The very first people in the western world to take a huge step forward in the intellectual adventure of mankind were a group of philosophers we refer to as “pre-Socratics” or “monists”. These pioneering geniuses decided to make a break from the notion that the universe was mysterious and incomprehensible and totally left to the caprice of the gods. They tried to find the One factor or substance that tied everything together. Some thought everything was made of water or air or change itself, and that all matter consisted of those things in different states of being. These philosophers may have gotten it wrong, but they were the first scientists and we owe everything to them. They taught humanity that we are not doomed to the darkness of our ignorance and the frailty of our fears. The temple, a monument to the divine and a symbol of the power of scientific, rational thought–in the complexity of its architecture and design–is a reminder of our connection and participation in the infinite.

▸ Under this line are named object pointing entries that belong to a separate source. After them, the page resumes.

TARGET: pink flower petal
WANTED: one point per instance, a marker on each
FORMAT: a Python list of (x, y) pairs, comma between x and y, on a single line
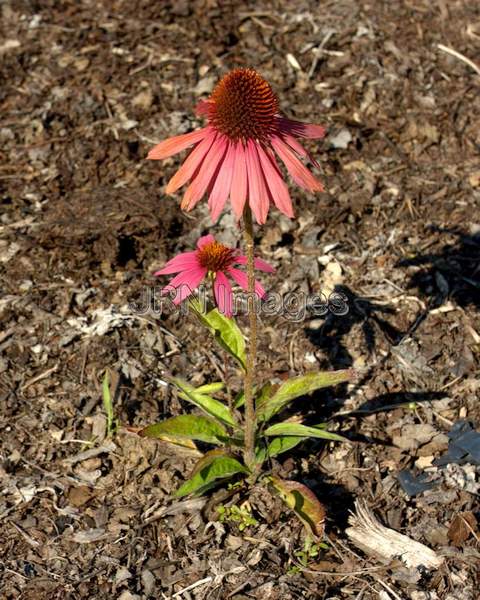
[(186, 260), (221, 187), (300, 174), (205, 239), (223, 294), (276, 185), (238, 192), (184, 283), (257, 191), (177, 143), (207, 172), (241, 278), (306, 130), (191, 164), (299, 149), (259, 264)]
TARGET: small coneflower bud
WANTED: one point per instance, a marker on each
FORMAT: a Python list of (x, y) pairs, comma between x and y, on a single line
[(214, 256), (214, 259)]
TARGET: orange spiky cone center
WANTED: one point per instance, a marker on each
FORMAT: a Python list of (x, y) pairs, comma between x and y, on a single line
[(243, 106), (215, 257)]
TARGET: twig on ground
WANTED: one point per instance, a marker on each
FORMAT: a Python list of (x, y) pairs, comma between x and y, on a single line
[(461, 57)]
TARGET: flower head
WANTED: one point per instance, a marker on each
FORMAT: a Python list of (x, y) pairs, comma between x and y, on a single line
[(214, 259), (235, 154)]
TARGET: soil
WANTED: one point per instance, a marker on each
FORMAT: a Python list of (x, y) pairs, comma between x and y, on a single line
[(87, 88)]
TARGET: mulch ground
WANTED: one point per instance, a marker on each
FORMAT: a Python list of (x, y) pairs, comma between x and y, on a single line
[(87, 88)]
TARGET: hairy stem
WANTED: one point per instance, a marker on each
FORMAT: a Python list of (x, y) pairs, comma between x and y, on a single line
[(250, 419)]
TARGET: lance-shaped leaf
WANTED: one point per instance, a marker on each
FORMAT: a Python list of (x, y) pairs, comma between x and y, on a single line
[(288, 428), (212, 407), (303, 502), (276, 446), (211, 388), (187, 427), (215, 465), (225, 331), (297, 387)]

On the neighboring hillside, the theater, which post dates the temple by a hundred years or so, portrays the other aspect of our humanity–our connection to each other. After the Monists started grappling with the nature of the universe, a man named Socrates came along and asked questions about the nature of who we are and how we can live together, as well as the big question of why we are here. Socrates lived in a world where drama was not mere entertainment. Drama, literature, poetry, and music were meant to teach us about what it is to be human. The mythological themes and the plight of heroes portrayed in tragedy educated the viewer and cleansed the community. The Greek word for cleansing was ‘catharsis’.
So the theater and the temple at Segesta together, having weathered the crucible of time, stand like monuments, physical tributes to the rationality of the human mind, the beauty of what we can bring to this world, and our opportunity to participate in eternity.